Una volta Lisa mi chiama e mi dice se mi va di seguirli, lei, tizio e caio per una passeggiata. Io capisco quattro passi in centro e metto le scarpe della domenica. Lei intendeva invece una camminata sulle alture, ma giuro che non l’aveva specificato, così ho fatto la figura di quello che si mette in tiro per andare per sentieri. E il problema si manifesta in tutta la sua gravità qualche giorno dopo perché sono stato invitato ad accompagnare Lisa a un matrimonio di una coppia di suoi amici, gente upperclass con cognomi da editori e uomini politici conosciuti sulle spiagge in via di estinzione del nord della Sardegna. Ho solo un completo fuori moda e di cattivo gusto acquistato a caso su insistenza di mia madre e almeno di due taglie in più per un’altra cerimonia, le seconde nozze di mio cugino che, per farvi capire lo scenario, sono state celebrate dal leader di una nota blues band del nord Italia che al tempo era anche assessore, presumo e spero per lui alla cultura.

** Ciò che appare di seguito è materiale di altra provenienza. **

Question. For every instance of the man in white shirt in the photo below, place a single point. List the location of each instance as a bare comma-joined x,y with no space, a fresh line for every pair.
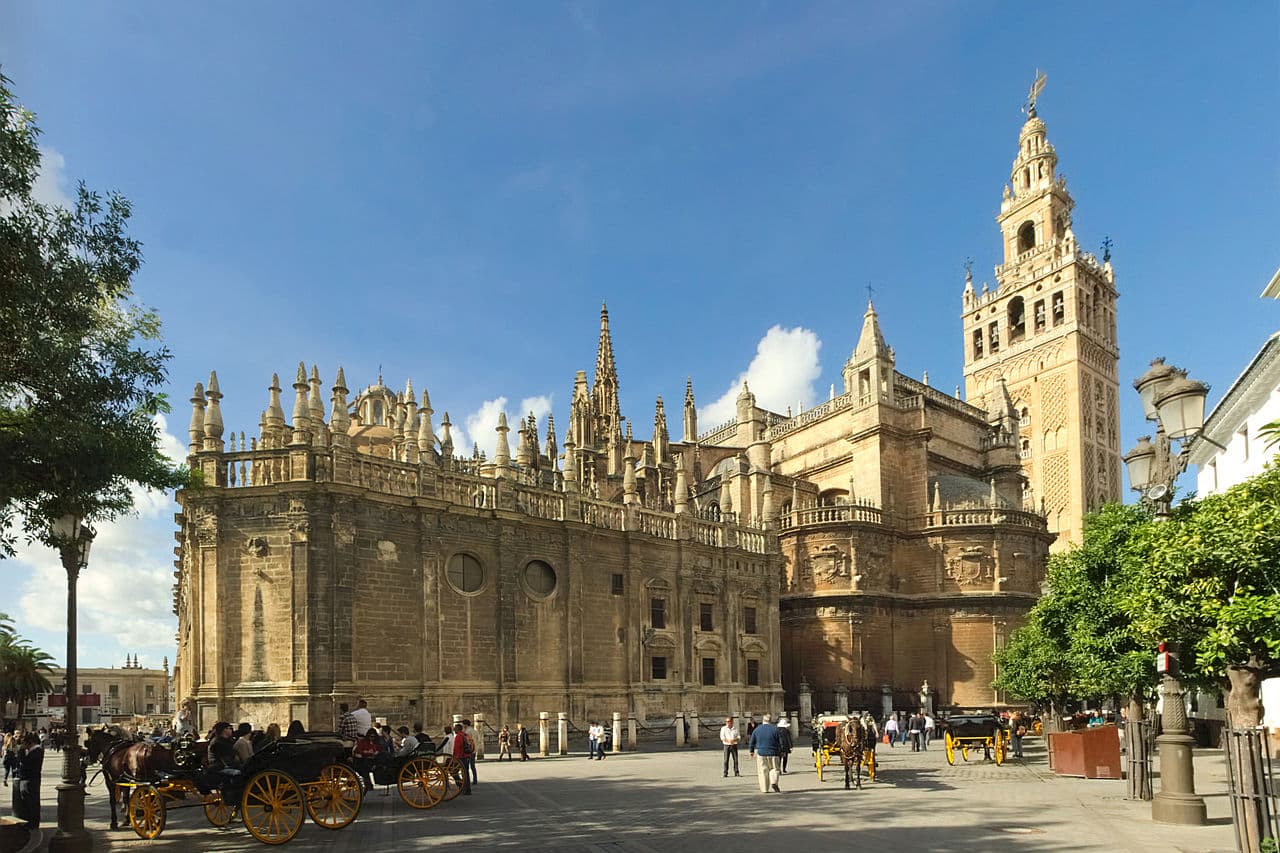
364,720
728,738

Quando mi presento sotto casa di Lisa lei non si sforza di nascondere il suo disappunto sul mio look e sulla scia di un litigio furioso  – “lo sapevo che avrei dovuto vedere prima cosa ti saresti messo!” – sto per salire in macchina per scappare da lì ma nel frattempo arriva l’altra coppia con cui faremo il viaggio. Non c’è scampo, sarò l’invitato messo peggio. La giornata è tutta in salita con i numerosi cliché del meno abbiente rozzo e inadeguato che si trova a condividere esperienze con l’alta società, avete presente quelle situazioni con l’etichetta, le posate, le smancerie, i nomignoli da animali domestici e i bicchieri da usare eccetera. Nel corso dei numerosi buffet e pasti che scandiscono un programma a sei zeri (siamo nell’era delle lire oltreché del doppino telefonico) mi rendo conto che la qualità delle portate non è proprio niente di che. Il vino invece merita. Ridono tutti, qualcuno inciampa negli abiti da sera, qualcun altro sbircia nel Rolex se si è fatto tardi, c’è anche la musica e le carampane sono le prime a cercare di muoversi a ritmo sotto lo sguardo standard  dei loro mariti ingegneri.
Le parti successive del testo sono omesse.